In the Tholen classification and in the SDSS-based taxonomy, Marghanna is a common, carbonaceous C-type asteroid, while in the Bus–Binzel SMASS classification, it is a hydrated C-type (Ch).

=== Rotation period ===

In May 2011, a rotational lightcurve of Marghanna was obtained from photometric observations by American astronomer Brian Skiff and collaborators using telescopes at the Lowell Observatory in Flagstaff, Arizona. The 2019-revised lightcurve analysis gave a well-defined rotation period of (20.625±0.011) hours with a small brightness variation of (0.12±0.01) magnitude, indicative of a rather spherical shape (U=3).

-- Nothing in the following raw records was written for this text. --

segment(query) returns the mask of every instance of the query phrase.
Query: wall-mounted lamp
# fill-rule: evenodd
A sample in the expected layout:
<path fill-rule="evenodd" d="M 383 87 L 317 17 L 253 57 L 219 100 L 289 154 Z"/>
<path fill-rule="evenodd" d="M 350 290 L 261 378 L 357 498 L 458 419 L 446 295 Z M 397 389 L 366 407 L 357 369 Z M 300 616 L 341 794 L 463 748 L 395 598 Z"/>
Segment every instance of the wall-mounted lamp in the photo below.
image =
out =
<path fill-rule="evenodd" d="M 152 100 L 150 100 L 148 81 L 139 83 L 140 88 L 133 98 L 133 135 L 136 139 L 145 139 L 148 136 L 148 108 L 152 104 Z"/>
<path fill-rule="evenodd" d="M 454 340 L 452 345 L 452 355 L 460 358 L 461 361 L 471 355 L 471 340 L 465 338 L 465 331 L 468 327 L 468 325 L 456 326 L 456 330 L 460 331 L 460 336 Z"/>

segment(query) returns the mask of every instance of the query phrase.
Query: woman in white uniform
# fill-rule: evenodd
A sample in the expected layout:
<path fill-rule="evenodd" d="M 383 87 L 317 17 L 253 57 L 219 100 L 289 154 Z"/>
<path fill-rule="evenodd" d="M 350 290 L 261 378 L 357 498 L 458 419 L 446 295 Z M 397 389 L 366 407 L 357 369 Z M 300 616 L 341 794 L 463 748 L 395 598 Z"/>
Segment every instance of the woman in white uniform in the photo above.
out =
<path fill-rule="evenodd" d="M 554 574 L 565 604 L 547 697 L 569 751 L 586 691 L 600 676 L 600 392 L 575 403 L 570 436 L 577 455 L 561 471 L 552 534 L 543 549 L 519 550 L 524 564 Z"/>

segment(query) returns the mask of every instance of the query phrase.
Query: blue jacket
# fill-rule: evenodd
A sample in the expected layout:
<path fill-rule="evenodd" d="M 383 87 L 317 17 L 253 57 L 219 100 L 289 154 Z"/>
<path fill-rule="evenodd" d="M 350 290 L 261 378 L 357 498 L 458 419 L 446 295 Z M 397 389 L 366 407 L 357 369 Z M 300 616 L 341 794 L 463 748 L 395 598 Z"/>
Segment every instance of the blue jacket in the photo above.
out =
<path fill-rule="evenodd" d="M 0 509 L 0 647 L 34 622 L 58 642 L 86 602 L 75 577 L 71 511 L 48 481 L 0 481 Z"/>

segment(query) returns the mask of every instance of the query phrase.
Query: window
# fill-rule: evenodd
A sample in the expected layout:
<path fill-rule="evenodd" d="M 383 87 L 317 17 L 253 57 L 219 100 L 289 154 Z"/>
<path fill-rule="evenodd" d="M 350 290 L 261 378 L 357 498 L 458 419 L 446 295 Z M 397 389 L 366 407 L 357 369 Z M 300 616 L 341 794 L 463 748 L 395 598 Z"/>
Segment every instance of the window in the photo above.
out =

Lower rated measurements determined a period of 15.95 hours (Rafa Mohamed, 1995), 24 hours (Raymond Poncy, 2005) and 20.62±0.02 hours (Brian Skiff, 2014) with an amplitude of 0.11, 0.10 and 0.13 magnitude, respectively (U=2/1+/3−).

=== Diameter and albedo ===

According to the surveys carried out by the NEOWISE mission of NASA's Wide-field Infrared Survey Explorer (WISE), the Infrared Astronomical Satellite IRAS, and the Japanese Akari satellite, Marghanna measures (67.235±0.513), (74.32±1.6) and (78.69±1.62) kilometers in diameter and its surface has an albedo of (0.059±0.007), (0.0484±0.0484) and (0.043±0.002), respectively.

The Collaborative Asteroid Lightcurve Link derives an albedo of 0.0423 and a diameter of 74.23 kilometers based on an absolute magnitude of 9.7, while the Cornell Mid-IR Asteroid Spectroscopy (MIDAS) survey determined a diameter of (73±6) kilometers and Benoit Carry one of (72.27±2.22) kilometers. Alternative mean-diameters published by the WISE team include (57.25±26.07 km), (67.976±0.404 km), (70.640±1.230 km) and (87.951±34.60 km) with a corresponding albedo of (0.05±0.09), (0.059±0.007), (0.0536±0.0078) and (0.0275±0.0259).

Two asteroid occultations on 11 March 2008 and on 4 May 2010, gave a best-fit ellipse dimension of (81.6±x km) and (74.0±x km), respectively, each with an intermediate quality rating of 2. These timed observations are taken when the asteroid passes in front of a distant star.